7. The method of claim 6, wherein said mutation is a deletion,
substitution or insertion of one or more nucleotides.
8. Method of claim 6, wherein said nucleotide sequence is derived
from the chloramphenicol biosynthesis gene cluster from S.
venezuelae.
9. The expression product of a gene cluster produced by the method
of claim 6.
Description
Background of the Invention
[0001] Chloramphenicol is an N-dichloroacyl phenylpropanoid
antibiotic produced by Streptomyces venezuelae.

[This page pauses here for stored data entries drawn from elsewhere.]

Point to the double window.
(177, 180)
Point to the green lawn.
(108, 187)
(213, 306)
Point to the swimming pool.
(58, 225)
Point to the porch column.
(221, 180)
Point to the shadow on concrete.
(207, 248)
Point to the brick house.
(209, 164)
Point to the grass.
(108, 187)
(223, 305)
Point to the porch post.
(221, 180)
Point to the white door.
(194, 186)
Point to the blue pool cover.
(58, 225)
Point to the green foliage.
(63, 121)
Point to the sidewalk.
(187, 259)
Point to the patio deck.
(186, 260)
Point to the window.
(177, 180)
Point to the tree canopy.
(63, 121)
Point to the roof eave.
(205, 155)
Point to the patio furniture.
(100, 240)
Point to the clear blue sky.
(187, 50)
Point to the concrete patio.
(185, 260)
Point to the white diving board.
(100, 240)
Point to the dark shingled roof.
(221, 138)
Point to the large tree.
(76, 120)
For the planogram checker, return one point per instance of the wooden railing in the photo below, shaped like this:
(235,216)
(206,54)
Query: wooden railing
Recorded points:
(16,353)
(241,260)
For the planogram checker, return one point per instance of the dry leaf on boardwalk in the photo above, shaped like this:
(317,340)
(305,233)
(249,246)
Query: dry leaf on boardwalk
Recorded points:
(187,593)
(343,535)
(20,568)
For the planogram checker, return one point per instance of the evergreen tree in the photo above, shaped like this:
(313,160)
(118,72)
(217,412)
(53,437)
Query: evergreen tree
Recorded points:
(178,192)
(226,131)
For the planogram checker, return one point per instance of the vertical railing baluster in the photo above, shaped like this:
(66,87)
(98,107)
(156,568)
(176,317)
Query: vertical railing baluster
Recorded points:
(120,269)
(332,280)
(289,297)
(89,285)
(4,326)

Other strains which
produce chloramphenicol include Streptomyces pheochromogenes and
Streptomyces venezuelae 13S. Corynebacterium hydrocarboclastus
makes a related metabolite called corynecin.

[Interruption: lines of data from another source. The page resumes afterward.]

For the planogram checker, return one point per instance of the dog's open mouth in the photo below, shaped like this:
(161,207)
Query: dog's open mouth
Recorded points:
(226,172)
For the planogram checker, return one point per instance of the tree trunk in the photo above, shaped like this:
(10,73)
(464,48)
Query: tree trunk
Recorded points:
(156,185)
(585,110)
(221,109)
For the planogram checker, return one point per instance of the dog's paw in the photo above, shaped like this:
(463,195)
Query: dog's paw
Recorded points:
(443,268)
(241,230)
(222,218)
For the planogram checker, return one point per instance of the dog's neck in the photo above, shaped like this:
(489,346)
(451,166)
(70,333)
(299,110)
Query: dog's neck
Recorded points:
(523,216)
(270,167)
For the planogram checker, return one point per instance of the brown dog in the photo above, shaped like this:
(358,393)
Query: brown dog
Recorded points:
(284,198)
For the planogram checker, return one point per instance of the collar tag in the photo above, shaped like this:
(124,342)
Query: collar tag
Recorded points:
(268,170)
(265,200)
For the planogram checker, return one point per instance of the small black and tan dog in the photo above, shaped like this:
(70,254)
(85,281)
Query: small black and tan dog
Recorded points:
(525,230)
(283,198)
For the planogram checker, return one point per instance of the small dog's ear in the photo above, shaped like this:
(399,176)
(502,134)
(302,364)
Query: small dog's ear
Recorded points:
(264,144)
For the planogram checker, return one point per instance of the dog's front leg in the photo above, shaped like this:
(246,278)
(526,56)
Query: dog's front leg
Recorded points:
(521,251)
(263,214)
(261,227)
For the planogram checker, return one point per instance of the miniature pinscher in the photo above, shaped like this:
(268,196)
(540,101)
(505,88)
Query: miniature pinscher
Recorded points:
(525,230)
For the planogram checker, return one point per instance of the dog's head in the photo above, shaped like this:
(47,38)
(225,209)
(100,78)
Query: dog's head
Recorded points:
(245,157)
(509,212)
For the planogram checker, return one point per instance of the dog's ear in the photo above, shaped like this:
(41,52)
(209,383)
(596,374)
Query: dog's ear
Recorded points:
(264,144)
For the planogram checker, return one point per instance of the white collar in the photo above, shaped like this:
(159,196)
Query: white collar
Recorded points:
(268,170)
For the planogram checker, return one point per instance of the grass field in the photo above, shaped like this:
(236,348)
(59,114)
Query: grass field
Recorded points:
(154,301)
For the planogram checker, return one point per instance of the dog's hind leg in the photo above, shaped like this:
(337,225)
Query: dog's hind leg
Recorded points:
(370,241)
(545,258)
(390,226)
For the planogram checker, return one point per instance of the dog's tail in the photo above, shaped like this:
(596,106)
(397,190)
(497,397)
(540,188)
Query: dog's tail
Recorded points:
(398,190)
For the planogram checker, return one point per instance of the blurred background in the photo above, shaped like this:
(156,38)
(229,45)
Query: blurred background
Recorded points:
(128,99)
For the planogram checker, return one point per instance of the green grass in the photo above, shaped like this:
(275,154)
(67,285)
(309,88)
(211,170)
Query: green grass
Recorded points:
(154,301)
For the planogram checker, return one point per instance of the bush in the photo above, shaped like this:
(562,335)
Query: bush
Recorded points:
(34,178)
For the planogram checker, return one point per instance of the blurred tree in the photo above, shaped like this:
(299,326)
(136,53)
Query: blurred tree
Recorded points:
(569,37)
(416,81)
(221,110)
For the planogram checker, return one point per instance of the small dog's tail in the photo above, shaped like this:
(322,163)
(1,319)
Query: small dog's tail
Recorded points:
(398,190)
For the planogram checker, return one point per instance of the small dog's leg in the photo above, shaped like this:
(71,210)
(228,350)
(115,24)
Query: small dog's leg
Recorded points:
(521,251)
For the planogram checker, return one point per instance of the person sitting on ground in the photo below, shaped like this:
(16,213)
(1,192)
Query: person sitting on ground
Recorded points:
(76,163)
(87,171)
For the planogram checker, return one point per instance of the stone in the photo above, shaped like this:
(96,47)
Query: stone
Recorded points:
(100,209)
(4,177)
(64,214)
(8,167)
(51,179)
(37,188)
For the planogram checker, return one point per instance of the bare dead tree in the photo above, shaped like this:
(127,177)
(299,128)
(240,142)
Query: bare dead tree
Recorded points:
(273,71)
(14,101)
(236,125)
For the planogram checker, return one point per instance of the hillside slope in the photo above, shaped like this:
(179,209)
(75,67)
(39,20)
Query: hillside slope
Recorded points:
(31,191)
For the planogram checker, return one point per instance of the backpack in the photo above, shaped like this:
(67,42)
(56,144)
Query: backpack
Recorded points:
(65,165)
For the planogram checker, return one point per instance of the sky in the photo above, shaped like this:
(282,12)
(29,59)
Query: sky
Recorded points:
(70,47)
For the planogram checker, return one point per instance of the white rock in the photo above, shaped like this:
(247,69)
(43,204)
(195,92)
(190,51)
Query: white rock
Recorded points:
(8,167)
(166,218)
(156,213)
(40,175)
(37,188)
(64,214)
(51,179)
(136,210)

[0002] Chloramphenicol is a broad spectrum antibiotic, and although
it demonstrates some side effects in humans, it is a clinically
important drug that is especially effective against typhoid,
meningitis, and other microbially related diseases.
[0003] Chloramphenicol is synthesized by S. venezuelae as
follows:
[0004] Chorismic
acid.fwdarw.p-aminophenylalanine.fwdarw.p-aminophenylseri-
ne.fwdarw.Dichloroacetyl-p-aminophenylserine.fwdarw.Chloramphenicol.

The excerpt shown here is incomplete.